By the way, here we have in the "Plan" narrative one of those many instances in mythology when some crafty character tries to deceive the head god, and pays dearly for it. Other examples include Prometheus, king Numa, and Loki. Satan falls in line with this tradition when he tries to slip the part about humans losing their agency past Hevenly Father. Heavenly Father is just too smart to fall for it. So he chooses Jesus as savior, who essentially says, "I'll have it your way, God." See, even here it is clear that Jesus has no plan. In fact, it seems that just about every major player except Jesus has one.

Why on earth are the Brethren so concerned that there only be one plan, and that that plan come from Heavenly Father? Well, my guess is that they want to reinforce the image of their own authority as emanating from the voice of the prophet alone. No one is to have a plan except the guy at the top, and everyone who knows what's good for him or her is to follow along. The actual scriptural stories present situations that are much less neat. A composite of Moses and Abraham shows that different figures are proposing different plans, and that God is the final decision maker.

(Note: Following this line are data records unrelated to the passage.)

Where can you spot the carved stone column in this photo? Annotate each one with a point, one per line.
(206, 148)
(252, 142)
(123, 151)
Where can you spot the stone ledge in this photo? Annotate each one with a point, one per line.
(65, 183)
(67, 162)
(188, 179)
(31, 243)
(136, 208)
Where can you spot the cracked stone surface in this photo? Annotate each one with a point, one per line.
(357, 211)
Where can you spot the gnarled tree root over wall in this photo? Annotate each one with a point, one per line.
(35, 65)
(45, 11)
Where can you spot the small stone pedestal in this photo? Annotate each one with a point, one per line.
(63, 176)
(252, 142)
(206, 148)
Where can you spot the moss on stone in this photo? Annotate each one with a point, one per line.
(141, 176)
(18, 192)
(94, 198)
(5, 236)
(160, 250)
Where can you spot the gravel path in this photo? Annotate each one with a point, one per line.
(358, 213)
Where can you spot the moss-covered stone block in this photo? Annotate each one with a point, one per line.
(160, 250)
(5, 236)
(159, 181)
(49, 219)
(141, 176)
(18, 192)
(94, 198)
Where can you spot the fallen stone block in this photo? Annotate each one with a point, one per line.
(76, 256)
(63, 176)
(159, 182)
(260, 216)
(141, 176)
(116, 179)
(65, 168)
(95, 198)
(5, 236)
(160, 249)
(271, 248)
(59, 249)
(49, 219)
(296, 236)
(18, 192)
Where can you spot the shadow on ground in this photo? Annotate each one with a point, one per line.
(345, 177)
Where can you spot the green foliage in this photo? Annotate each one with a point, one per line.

Everyone is already exercising the eternal gift of agency in what they are doing (including employing their own initiative) in the Grand Council. Satan exercises his own agency in proposing his plan, but he hopes to rob everyone else of theirs thereby. This is where he goes wrong, not in suggesting something different. What is true, it seems, is that there wasn't anything like a vote. After God decided which plan he was going to adopt, people had the choice to exercise their agency by defecting to Satan or by assenting to the plan God had adopted.

The way I read between the lines of the Church's interpretation is that Satan was wrong in that he said anything and that that anything contradicted God's plan. You might say he was insubordinate. He didn't have a plan. He was just one of those annoying naysayers you see at any bad meeting who keeps anything substantive from getting done by carping at absolutely everything. Jesus had the right idea when he said, "What you said, Boss." This reading fits what we see in the LDS Church today.

There is a plan in Mormonism, and you didn't have any say in it. And guess what, you still don't have any say in it. Once the Gang of Fifteen has adopted it, and has sent it out to the stakes of Zion, your part is to say, "what you said, boss," and then proceed to do it. The worst thing you can do is to discuss openly any other idea for how things are or should be. Then you are consigned to that lowest circle of Mormon hell occupied by Sunstoners, Signaturi, and all other such apostates.